サイバーセキュリティと AI ガバナンスの欠如

The real recent story of AI has been the background work being done on Cybersecurity, as we process the Mythos Moment along with GPT-5.5, and figure out both how to patch the internet and what our new regulatory regime is going to look like.

The Trump Administration is being dragged, kicking and screaming, into the era of at least some situational awareness, and acknowledgment that catastrophic risks are very much a real risk and they need to have a role in supervising frontier model releases. Now that they’re there, Commerce is deciding who gets access to the most powerful model in the world, and they are fighting Intelligence and the national security state over who should be in charge.

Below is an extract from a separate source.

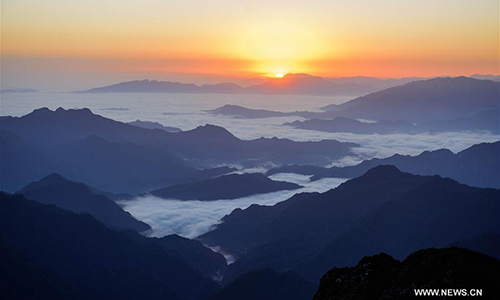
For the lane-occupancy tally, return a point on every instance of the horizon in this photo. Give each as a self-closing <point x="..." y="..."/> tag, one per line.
<point x="56" y="45"/>
<point x="241" y="82"/>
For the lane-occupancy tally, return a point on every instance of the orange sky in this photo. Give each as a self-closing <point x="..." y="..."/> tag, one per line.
<point x="86" y="42"/>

Another question is, exactly how strong is Mythos, both compared to past model and to GPT-5.5 and also in absolute terms? We got multiple new reports on that, as well as the METR graph results. There’s little question Mythos is a big deal, but there’s a wide range of big deals out there.

Part of the new report from UK AISI is learning that there is a substantial gap between the abilities of the early Mythos Preview (Mythos Preview Preview?) that UK AISI originally reviewed, versus the final version. One would expect more continuous improvement is going on, invisibly to us, in the background.

Table of Contents

On Your Marks.

How Good Is Mythos?

Cyber Lack of Security.

Greetings From The Department of War.

The Prior Restraint Era Begins.

Commerce Versus Intelligence.

The Quest for Sane Regulations.

On Your Marks

It is difficult to fully fill the METR.

At 50% success rates, Mythos is above the threshold where METR’s methodology is reliable, which tells us very little since that result is on trend.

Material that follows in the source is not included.